Fond memories: Riedel shares Egyptian experiences

Published 12:00 am Wednesday, February 23, 2011

When Ron Picking asked LBWCC president Dr. Herb Riedel to do a Rotary program about his childhood years in Egypt, he had no idea how timely the topic would be.

“That was before Egypt,” Picking said as he introduced Riedel yesterday, referring to the recent uprising that deposed longtime Egyptian leader Hosni Mubarak on Feb. 11.

Prior to the demonstrations, Egypt wasn’t much different from the late 1960s and early 1970s, when then 10-year-old Riedel moved there from California with his older brother and his parents.

His parents were German immigrants, his father a veteran of WWII who’d been held as a POW in Libya. But his father also was a mechanical engineer and was interested in working in a third world country. He got a teaching job with a program sponsored by the German government that provided aide to developing nations. The technical school was near Cairo.

Riedel recalled that when they arrived in Egypt, there were assisted through the customs process.

“I suspect this hasn’t changed,” he said. “But you needed to know who to give a little money.”

It was 1969, and Egypt was always in danger of an air raid from Israel. Riedel recalled that when the family vehicle was unloaded from the ship the headlights were painted blue.

While the Riedels experienced nothing of the scale of changes seen in recent weeks in Egypt, they were affected by international events.

Every summer, the family vacationed in Germany. They had been approached by officials with Interflug, the East German airline, and offered tickets at a considerably lesser price than Lufthansa.

On the day the family was to return to Egypt Sept. 6, 1970, they were delayed for hours without explanation. The Communist world wasn’t known for efficiency, he said. Eventually, the flight left East Berlin and landed in Cairo about dawn.

Riedel said he remembers looking out the window of the plane and pointing out a fire on the runway. The family later learned that the fire was indeed a plane, and one of four highjacked by Muslim extremists that day.

Later that month, the family was to witness up-close another event on the world stage. On Sept. 28, the family was awakened in the middle of the night and alerted that the country’s ruler, Gamal Abdal Nasser, had died.

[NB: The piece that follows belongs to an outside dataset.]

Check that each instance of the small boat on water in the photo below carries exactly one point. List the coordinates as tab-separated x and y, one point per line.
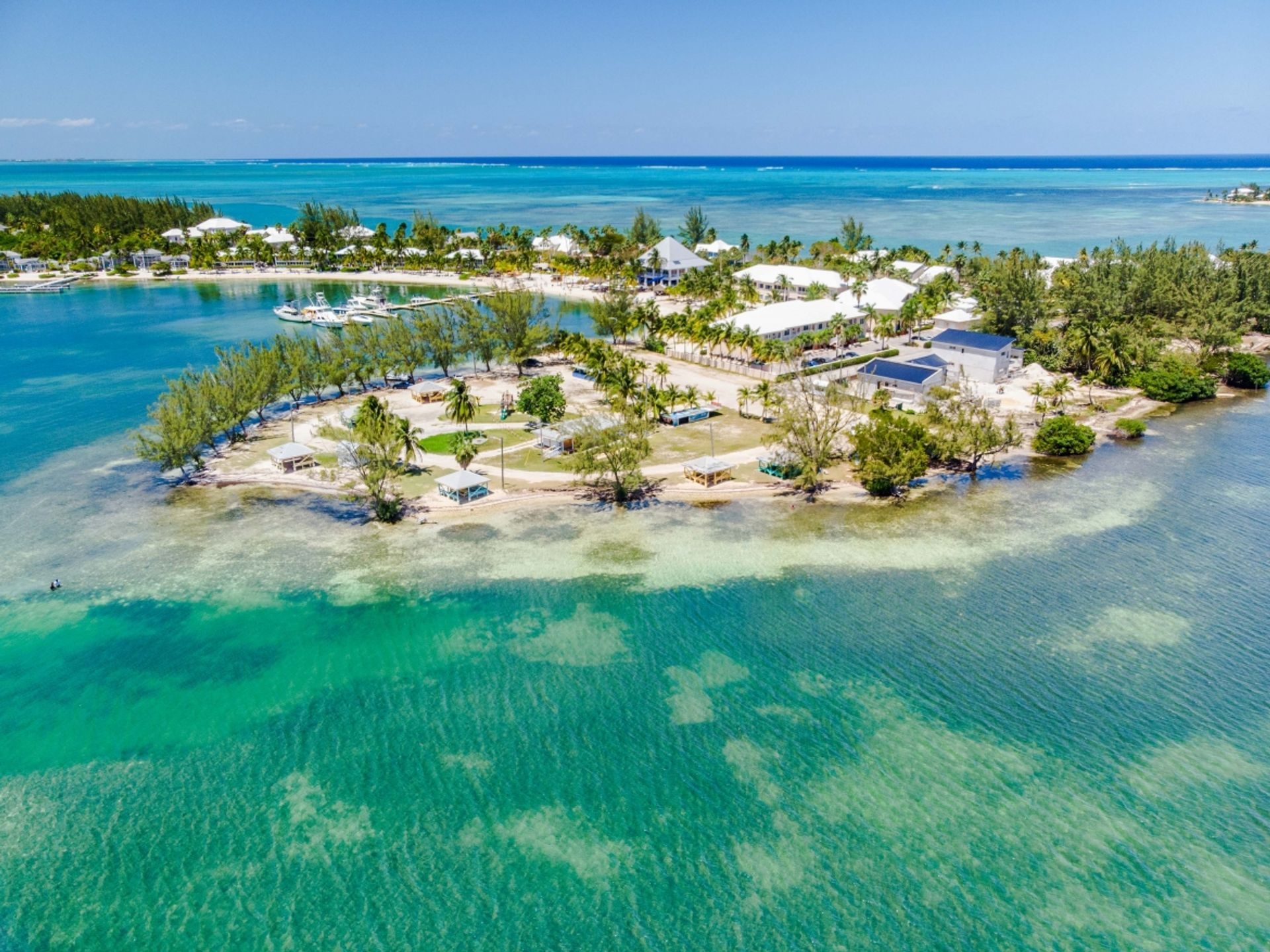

The family was advised to stay indoors, closing their doors and windows and keeping the windows covered. Despite the precautions, the Riedels saw no chaos, he said.

“Just a lot of people went to Cairo after he died,” he recalled.

The Riedel children attended a private German school on the Nile. Among the classes taught there was religion, and parents chose whether their children attended Catholic, Protestant or Muslim religion classes.

The family also enjoyed sightseeing, and loved visiting Egyptian antiquities.

Riedel said that while three years doesn’t seem very long to an adult, it is a significant amount of time in a child’s formative years.

“I’ve always maintained a fondness of Egypt and Egyptian culture,” he said.

Asked how he views the current situation there, he said, “They are a great people. They’re not used to democracy and I really hope it is going to work out for them.”

He also pointed out that the oldest Christian community in the world is located in Egypt.